Change is afoot in the cryptocurrency markets
Cryptocurrency has gone through some changes in the last two months, which are registering in prices.
Today the cryptocurrency markets bounced upwards, with the total market cap rising about 15% in the last 24 hours.
Will it last or is it just another price burp ahead of a long crypto winter?
No one knows, but there are several measures which say this isn't just business as usual for cryptocurrency and which suggest that change is afoot.
By the numbers
The most apparent shift is trade volume, with a sustained uptick in trade volume following the most recent upwards bump last month. That extra trade volume has hung around for the last few weeks even as markets remain relatively flat, suggesting more sustained interest.
Bitcoin prices are also showing a range of technical indicators for the first time in several years.
Firstly, Grayscale's inflows proportional to assets under management reached their highest level since 2015. The last time this happened was in 2015, right before cryptocurrency markets began their meteoric rise to 2017 peaks.
More recently, Bitcoin's 50 week moving average bearishly crossed the 100 week moving average for the first time since 2015, which analysts say historically tends to be a bullish sign as it signals the exhaustion of selling power. The last time this happened was also in 2015, right before Bitcoin began its meteoric rise to 2017 peaks.
There are other signs in the works too. Bitcoin's moving average convergence/divergence (MACD), which is basically a way of drawing a line on a chart that tells you whether something might have a bullish or bearish vibe at any given time, has formed an exact mirror of 2015 and is currently pointing to the bullish.
There are other parallels too. At the start of February Bitcoin broke its own record for the longest downturn. The previous record also ran from 2013 to 2015.
Furthermore, Bitcoin's halvings have historically registered on the charts as a price rise about 12 months in advance of the event itself. This date marked the rise of 2015, and also points to a cryptocurrency market ascent sometime in early to mid 2019.
Of course, there are enough different techniques to make technical analysis say anything you want, if you look for patterns you'll find them and similar signals were still screaming "buy" in the middle of 2018.
But there are a lot of parallels between now and 2015. And even more significantly, it's clear beyond a doubt that even if the markets currently look stagnant from the outside, there's been a pronounced shift in just the last couple of months.
There's some major interest (by some standards) boiling away beneath the placid-looking surface of the cryptocurrency markets.
Beneath the surface
The last few months have seen Intercontinental Exchange's Bakkt continue to move forwards. It's seen J.P. Morgan launch its own blockchain-based cryptocurrency, Julius Baer announce digital asset plans and Fidelity near the final stages of its own cryptocurrency plans, and much, much more.

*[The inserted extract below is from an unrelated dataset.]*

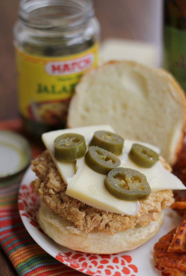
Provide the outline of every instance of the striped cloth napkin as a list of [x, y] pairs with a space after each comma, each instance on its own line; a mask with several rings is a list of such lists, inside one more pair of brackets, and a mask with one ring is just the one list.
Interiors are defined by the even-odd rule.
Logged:
[[[35, 149], [34, 152], [34, 157], [37, 154]], [[46, 253], [25, 228], [17, 204], [18, 190], [23, 175], [22, 173], [11, 179], [0, 180], [1, 246], [20, 276], [82, 276], [83, 273], [65, 265]]]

Institutional market activity has unsurprisingly been bubbling up in February and March 2019 to an extent that can register on technical indicators. More individuals are also looking more closely at cryptocurrency now than during the depths of 2018, and by every indication people are buying.

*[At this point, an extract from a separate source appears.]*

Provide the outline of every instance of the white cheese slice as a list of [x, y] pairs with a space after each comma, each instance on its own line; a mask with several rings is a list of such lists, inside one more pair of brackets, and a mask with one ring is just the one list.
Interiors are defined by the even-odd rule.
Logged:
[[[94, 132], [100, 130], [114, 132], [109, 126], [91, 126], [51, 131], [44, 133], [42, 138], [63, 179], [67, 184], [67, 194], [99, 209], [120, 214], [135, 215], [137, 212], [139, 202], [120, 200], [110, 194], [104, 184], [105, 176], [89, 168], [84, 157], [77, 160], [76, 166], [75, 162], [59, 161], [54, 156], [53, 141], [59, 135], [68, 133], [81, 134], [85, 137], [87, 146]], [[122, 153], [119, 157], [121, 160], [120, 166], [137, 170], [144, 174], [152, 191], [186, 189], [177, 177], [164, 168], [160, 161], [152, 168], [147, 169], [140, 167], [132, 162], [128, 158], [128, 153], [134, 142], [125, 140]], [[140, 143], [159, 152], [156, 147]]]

This is manifested in signs such as an overall increase in the number of Bitcoin addresses holding 1-10 BTC. Notably, this growth metric lagged throughout 2018 with a mere 0.7% increase over the year. But it's picked right back up in 2019, with a 3% increase.

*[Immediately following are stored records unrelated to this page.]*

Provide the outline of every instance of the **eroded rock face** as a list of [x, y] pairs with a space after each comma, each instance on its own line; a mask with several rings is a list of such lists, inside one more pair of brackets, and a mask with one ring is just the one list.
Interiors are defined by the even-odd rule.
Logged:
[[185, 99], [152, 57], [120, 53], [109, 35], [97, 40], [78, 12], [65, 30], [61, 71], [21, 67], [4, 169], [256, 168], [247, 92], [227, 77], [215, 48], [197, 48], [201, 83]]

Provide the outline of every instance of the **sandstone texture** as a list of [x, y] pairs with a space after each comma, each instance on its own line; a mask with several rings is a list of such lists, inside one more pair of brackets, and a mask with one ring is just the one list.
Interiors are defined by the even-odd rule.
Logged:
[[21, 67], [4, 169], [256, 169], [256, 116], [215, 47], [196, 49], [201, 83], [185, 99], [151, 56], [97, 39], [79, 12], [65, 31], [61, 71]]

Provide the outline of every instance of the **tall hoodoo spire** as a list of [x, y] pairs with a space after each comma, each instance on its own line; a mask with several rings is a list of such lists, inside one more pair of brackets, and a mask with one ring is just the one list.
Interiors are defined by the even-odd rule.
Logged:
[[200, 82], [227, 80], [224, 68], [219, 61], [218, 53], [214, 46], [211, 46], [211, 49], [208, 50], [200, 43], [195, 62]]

So what happened recently that's seen interest in cryptocurrency pop up again now?
Beyond the slow burn of institutional involvement, it may be that more people are getting sucked down the blockchain rabbit hole. Surveys show that blockchain enthusiasm reached new highs in 2018, and a lot of people are now entering the area through news that their businesses are considering a blockchain solution, or a new wave of word of mouth from acquaintances.
And even though blockchain does not equal cryptocurrency, it's still hard to explore or invest in blockchain as a technology without you – and your money – ending up at cryptocurrency.
Disclosure: The author holds ETH and XLM at the time of writing.